Goodwin Procter registered small increases in both gross revenues and profits per partner in 2012, with the former rising 3 percent, to $715.5 million, and the latter inching up 1 percent, to roughly $1.52 million, according to Recorder sibling publication The American Lawyer‘s reporting.
Despite the modest gains in the two key categories, the Boston-based firm’s total attorney headcount grew at a slightly faster pace than its revenues last year, pushing revenue per lawyer down 0.5 percent, to $920,000. All told, Goodwin’s head count was up by 23 lawyers last year, to 777.
Interviewed by sibling publication The Am Law Daily Monday, firm chair Regina Pisa appeared to take little comfort in Goodwin’s ability to squeeze out more overall revenue and higher profits in 2012 amid a year-over-year drop in demand for legal services. "Given the economic environment I say, ‘Yahoo,’" Pisa said. "But I look at other firms and see their results and I say, ‘That doesn’t compare [well].’"
Pisa cited securities, white-collar and business litigation — all which enjoyed revenue increases of roughly 10 percent — as Goodwin’s standout performers, while describing the firm’s transactional practices as having a much more mixed year.
Traditionally strong in the real estate capital markets sector, Goodwin is poised to benefit from a resurgence in REIT transactions in 2013, Pisa said. One potential sign that a rebound on that front is afoot: the deal announced in November 2012 in which Goodwin lawyers are advising Arlington, Va.-based AvalonBay Communities Inc. on its purchase of a 40 percent stake in apartment operator Archstone Enterprise from Lehman Brothers Holdings Inc. Pisa said the firm’s technology companies practice also had a solid 2012, advising on 500 venture capital fundings, 70 M&A transactions and eight initial public offerings. She said she expects another healthy infusion of IPO work in 2013.

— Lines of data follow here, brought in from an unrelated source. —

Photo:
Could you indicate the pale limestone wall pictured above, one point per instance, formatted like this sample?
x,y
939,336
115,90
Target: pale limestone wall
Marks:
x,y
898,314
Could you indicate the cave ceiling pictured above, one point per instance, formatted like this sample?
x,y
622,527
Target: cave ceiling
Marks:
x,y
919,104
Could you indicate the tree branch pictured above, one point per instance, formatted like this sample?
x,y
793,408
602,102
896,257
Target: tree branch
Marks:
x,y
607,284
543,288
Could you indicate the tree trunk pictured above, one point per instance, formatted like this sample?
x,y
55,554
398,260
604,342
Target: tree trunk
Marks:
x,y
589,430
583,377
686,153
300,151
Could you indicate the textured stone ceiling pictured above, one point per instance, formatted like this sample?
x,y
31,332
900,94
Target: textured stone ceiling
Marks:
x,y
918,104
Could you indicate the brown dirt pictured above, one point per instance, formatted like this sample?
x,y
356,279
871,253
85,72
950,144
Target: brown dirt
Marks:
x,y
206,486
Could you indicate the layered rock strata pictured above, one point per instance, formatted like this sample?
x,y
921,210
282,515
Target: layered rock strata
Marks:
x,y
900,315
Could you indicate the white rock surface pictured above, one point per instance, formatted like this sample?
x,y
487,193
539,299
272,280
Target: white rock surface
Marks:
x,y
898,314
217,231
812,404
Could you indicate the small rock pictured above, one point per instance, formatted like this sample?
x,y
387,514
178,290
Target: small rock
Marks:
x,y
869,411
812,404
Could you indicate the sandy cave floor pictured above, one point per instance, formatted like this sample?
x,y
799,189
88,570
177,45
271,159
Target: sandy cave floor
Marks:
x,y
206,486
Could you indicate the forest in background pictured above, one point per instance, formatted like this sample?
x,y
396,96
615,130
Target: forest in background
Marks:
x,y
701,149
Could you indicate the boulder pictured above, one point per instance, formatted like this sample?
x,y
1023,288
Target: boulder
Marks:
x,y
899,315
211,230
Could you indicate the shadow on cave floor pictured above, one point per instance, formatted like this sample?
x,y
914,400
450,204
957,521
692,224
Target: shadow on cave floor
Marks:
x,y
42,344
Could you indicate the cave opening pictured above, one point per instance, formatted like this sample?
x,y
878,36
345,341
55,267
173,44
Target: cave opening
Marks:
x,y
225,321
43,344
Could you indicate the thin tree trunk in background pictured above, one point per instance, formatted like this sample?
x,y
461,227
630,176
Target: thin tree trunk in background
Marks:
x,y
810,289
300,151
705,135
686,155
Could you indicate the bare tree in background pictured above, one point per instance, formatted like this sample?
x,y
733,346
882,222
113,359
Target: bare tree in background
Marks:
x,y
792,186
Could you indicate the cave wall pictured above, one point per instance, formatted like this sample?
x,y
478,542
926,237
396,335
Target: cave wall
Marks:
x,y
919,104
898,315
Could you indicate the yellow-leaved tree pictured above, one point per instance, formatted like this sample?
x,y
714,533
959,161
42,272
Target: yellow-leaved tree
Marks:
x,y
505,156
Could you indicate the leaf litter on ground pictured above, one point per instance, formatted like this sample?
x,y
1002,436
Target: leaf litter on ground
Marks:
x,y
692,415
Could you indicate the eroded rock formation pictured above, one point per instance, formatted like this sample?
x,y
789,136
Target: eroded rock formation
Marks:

On the expense side of the ledger, Pisa noted that Goodwin spent $10 million on a technology overhaul in 2012 that dragged down profits last year but that she expects will yield long-term savings.
The firm’s equity partnership shrank for the second year in a row in 2012. After shedding 13 equity partners in 2011, the firm lost six more last year and now has 193. The number of non-equity partners, meanwhile, jumped nearly 15 percent in 2012, to 124.

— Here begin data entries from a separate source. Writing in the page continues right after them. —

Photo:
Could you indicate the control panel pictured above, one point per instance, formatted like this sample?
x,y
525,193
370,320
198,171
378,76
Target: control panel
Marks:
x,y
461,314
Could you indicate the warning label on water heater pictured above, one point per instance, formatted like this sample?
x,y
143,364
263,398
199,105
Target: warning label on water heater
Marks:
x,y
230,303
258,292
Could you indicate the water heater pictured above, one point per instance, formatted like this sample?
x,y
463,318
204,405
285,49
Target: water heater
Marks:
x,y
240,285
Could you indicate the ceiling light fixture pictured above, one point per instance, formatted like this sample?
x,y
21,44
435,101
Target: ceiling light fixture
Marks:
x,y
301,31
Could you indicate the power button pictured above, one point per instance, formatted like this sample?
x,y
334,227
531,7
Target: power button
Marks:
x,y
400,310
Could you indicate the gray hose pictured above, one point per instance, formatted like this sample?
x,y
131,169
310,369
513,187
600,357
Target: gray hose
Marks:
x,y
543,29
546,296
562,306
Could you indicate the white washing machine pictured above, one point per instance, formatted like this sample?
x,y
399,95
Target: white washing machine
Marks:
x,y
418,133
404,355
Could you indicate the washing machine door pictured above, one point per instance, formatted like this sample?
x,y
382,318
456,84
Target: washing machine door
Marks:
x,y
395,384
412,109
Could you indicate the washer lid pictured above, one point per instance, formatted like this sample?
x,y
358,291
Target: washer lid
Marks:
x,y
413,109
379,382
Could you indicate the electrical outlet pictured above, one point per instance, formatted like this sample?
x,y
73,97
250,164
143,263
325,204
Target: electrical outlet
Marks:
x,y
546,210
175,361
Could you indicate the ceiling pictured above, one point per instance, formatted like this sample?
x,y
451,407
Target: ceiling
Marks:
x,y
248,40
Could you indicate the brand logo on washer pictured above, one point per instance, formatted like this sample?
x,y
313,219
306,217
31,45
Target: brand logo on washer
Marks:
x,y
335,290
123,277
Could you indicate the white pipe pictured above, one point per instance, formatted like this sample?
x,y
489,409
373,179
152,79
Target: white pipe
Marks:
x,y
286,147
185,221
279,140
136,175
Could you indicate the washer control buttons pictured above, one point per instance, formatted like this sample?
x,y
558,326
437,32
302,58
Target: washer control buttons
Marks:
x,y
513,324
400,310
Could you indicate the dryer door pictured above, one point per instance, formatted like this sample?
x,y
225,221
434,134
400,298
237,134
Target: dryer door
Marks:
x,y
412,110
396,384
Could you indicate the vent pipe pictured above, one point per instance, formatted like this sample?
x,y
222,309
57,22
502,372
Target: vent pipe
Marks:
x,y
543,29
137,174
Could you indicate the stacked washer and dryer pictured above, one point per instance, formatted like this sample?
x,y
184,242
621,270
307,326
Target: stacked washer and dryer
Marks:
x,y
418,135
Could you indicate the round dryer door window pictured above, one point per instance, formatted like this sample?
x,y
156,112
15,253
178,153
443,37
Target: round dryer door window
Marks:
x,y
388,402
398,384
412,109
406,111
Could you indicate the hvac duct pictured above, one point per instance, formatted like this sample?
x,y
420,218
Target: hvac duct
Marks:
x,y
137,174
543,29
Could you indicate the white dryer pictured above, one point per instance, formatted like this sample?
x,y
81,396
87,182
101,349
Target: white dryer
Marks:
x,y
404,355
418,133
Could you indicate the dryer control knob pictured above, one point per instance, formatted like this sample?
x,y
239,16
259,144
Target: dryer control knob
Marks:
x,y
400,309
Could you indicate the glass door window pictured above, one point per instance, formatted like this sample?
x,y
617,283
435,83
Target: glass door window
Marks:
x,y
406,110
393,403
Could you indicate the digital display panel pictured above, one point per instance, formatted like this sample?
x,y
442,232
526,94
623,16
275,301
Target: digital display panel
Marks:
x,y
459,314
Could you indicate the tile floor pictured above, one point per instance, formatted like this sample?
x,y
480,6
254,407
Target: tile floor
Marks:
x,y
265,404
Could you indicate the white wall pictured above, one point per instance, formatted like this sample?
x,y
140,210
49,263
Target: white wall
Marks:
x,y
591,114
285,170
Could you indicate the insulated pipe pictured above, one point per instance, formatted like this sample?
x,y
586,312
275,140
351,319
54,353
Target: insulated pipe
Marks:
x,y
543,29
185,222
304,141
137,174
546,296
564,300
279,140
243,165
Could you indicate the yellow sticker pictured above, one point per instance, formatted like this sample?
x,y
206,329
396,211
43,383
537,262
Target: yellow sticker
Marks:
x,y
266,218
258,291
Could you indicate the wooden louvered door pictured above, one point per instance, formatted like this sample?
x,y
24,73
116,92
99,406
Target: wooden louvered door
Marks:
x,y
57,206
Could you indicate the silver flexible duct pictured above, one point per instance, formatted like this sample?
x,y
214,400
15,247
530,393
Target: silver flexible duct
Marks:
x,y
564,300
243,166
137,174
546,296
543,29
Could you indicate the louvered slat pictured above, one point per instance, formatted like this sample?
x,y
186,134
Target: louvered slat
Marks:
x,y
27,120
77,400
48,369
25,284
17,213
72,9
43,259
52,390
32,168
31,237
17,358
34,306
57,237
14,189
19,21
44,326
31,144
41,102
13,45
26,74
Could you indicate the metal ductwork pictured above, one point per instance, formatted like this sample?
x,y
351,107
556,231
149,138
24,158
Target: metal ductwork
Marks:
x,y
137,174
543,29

Pisa said the partner headcount changes were not the product of a planned restructuring and that Goodwin has never undertaken such an effort. She added that the firm currently has nine partners in various stages of retirement and that six more will hit Goodwin’s mandatory retirement age of 70 in 2013. She also said the firm has begun to bring in lateral hires as non-equity partners to "test the waters" before giving them equity status.
Some of last year’s equity partner losses were not the result of natural attrition. As The Am Law Daily reported at the time, litigation partners Kenneth Parsigian, Gwyn Williams and William "B.J." Trach departed in October for Latham & Watkins’ Boston office, with Parsigian — who has handled product liability and class action matters for Altria and Philip Morris International — joining Latham as the chair of the firm’s Boston litigation department. As The Recorder reported, October also saw Goodwin lose real estate partner Paul Churchill, the former head of the firm’s San Francisco office, who left to head up Mintz, Levin, Cohn, Ferris, Glovsky and Popeo’s office in that city.
Goodwin, Pisa noted, continued to make lateral hires of its own last year. She pointed specifically to the firm’s ongoing effort to beef up its London office, a push that included the May hiring of Joe Condor, the former co-global head of Linklaters real estate sector group, and the addition of Allen & Overy tax partner Ben Eaton in November.
Pisa said Goodwin is starting 2012 immersed in a round of strategic planning aimed at boosting the firm’s top-line revenue growth.
"This firm is not about financial engineering. We don’t fool around with the numerators or the denominators," she said, adding that the findings will be shared at an April all-partners retreat. "We as a firm, if the industry is at 3.6 [percent growth] we want to be at 5.6 or 7. When we look at 3 percent we’re not happy with that."
Ross Todd is a senior reporter with The American Lawyer, a Recorder affiliate. This report is part of Recorder parent company ALM’s early coverage of 2012 financial results of The Am Law 100/200. Final rankings and full results for The Am Law 100 and 200 will be published later this year.